Follow-up on Habeas Corpus and Gitmo
I got a lot of email this weekend telling me why I was short-sighted in supporting the Supreme Court's decision on habeas corpus rights for detainees. First, I will observe that I have great readers, because all of the email was respectful. Second, I will say that I am open to being convinced that I am wrong here, but I have not been so convinced yet.

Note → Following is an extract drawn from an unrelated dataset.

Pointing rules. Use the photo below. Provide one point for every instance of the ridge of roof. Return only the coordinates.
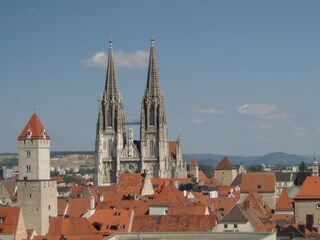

I got a lot of email about past precedents and settled law on this. What I don't seem to be communicating well is that I understand and agree with past precedent in the context of other conflicts, but that the concept of "combatant" as currently used by the GWB administration is so different than in the past as to defy precedent. The folks sitting in Gitmo are not uniformed Wermacht officers captured in the Falais Gap. They are combatants generally not because they were caught firing on our troops but because the Administration says they are combatants. New situations often require new law, and as I said before, when in doubt, I will always side for protection of individual rights against the government.

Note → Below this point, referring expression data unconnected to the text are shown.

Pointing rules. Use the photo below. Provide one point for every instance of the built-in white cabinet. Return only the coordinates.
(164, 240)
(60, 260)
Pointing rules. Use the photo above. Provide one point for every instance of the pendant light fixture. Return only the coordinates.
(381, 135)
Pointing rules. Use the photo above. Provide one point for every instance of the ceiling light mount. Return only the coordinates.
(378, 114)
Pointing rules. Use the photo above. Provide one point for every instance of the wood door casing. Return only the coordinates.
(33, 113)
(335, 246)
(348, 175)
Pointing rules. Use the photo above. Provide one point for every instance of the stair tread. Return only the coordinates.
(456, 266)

I'm not going to get into an anecdotal battle over the nature of individual Gitmo detainees. I can easily start rattling off folks who were detained for extended periods for no good reason, and I am sure one can rattle off names of hard core bad guys who none of us would be happy to have walking the streets. The place where reasonable people disagree is what to do with this mixed bag. Gitmo supporters argue that it is better to lock up a few good guys to make sure the really bad guys are off the street. I would argue in turn that this is exactly NOT how our legal system works. For good reasons, our system has always been tilted such that the greater harm is locking up the innocent rather than releasing the guilty.
It may be a faulty analogy, but I considered the other day what would have happened had the US government taken the same position with active communist part members in the 1950's. Would it really have been that hard to have applied the same logic that has a number of Gitmo detainees locked away for years to "communist sympathizers?"
I think this Administration, time and time again, has exhibited a strong streak of laziness when it comes to following process. It doesn't like bothering to go through channels to get warrants, even when those warrants are usually forthcoming. And it doesn't want to bother facing a judge over why detainees are in captivity, something that every local DA and police officer have to deal with every day.
Update: More, from Cato and George Will, here. There are certain people who I find it to be a sort of intellectual confirmation or confidence builder to find them on the other side of an issue from me. John McCain is quickly falling into to this camp for me, at least vis a vis individual rights questions.